Now, as a cruiser (who has no reason to visit Nassau or Freeport, but most leaving Port Canaveral make the obligatory stop), I would love to buy day passes. My BIL will be leaving that project in June, so I am hoping he'll keep enough contacts that I'll continue to have Atlantis access once he moves on.

Finally- the casino...I was walking through it and did a double-take...$1000 minimum blackjack table...and there sat Charles Barkley. Didn't care about CB but the table minimum caught my eye.

Jeni


----------



## gmarine (Feb 1, 2007)

My guess is that the full access day passes will be available only at certain times of the year when Atlantis occupancy rates fall below a certain level. 

It would be foolish for Atlantis to allow the common areas to be overcrowded by the addition of cruise passengers etc. The last thing Atlantis wants to do is annoy the guests paying upwards of $500 a night for the cheapest room and many paying much more than that for suites etc.


----------



## Dani (Feb 2, 2007)

I just received an e-mail yesterday from the Atlantis yesterday stating that the new water park "Aquaventure" will open in February...no date.  Having just seen the area where it is located and all of the construction around it, I am very surprised.

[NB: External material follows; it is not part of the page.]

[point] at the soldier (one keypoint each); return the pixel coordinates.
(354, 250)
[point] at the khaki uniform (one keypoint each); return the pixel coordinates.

  As for the guest passes, years ago, before they even built the Royal Towers, the Atlantis used to offer for purchase guest passes.  There was a hitch though.  You could not purchase a guest pass if their occupancy rate was at 90% or more.  I was never able to purchase a guest pass.  The occupancy rate was always at 90% or more when I visited.  Pedrhaps they will institute a similar policy.


----------



## akbmusic (Feb 2, 2007)

*I would LOVE to go to Cuba*

*


tomandrobin said:



			Cuba would have so much more to offer and is so convient to the US. But even if it was opened back up tomorrow, it would be 10 plus years before it could reach any significant potential.
		
Click to expand...

*
That is why I would want to be one of the first ones to go-before all the character was stripped out of it to cater to cruise ships/AI resorts!


----------